Above knee amputation (AKA) was the most common procedure performed seconded by below knee amputations (BKA), this is similar to what was reported by Tembo [22] and Chalya [6] whose studies affirm that AKA is a commonly performed procedure. However, in an earlier study BKA was reported as the most common procedure performed [23]. In relation to the upper limbs, above elbow amputations are reported to be common [17,21]. Our study shows that most amputations were that of the lower limbs. This finding confirms the earlier findings that lower extremities are injured more often than the upper extremities and that diabetic gangrene is common on the lower extremities than elsewhere on the body [6,17,18].

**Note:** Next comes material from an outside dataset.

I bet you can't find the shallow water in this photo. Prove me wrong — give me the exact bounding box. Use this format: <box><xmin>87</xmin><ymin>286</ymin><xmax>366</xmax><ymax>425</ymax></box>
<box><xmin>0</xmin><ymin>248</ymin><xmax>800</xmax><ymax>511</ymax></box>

This study was limited to a two-year review. More years could have given a better presentation of the situation given the high number of diabetes and trauma related injuries. As a retrospective study there were challenges retrieving patients’ data. We recommend the need for an additional electronic storage of patients’ files. Health practitioners also need to pay particular attention to public health education concerning predisposing factors in order to reduce on complications of diabetes. Further, all stakeholders also need to pay close attention to predisposing factors related to road crashes and adhere to road safety regulations.

5. Conclusion

The most common indications for major limb amputations done at UTH were trauma and diabetes related complications. Given that, both are non-communicable conditions, we can conclude that the majority of the amputations could have been prevented with the behaviour change of drivers, more road safety education by road users, health education, early presentation and intervention on patients plus appropriate management of the common indications. Additionally, a change in life style behaviour that predisposes to traumatic injuries such as driving while under the influence of intoxicating substances such as alcohol needs to continuously receive stringent attention by road users and regulators.

Acknowledgements

This work arose from a dissertation that was submitted to the University of Zambia (UNZA) in partial fulfillment for the award of a Bachelor of Science Degree in Physiotherapy in the Department of Physiotherapy of the School of Medicine. We thank management of the University Teaching Hospital and members of the Department of Physiotherapy of UNZA for their valuable contributions.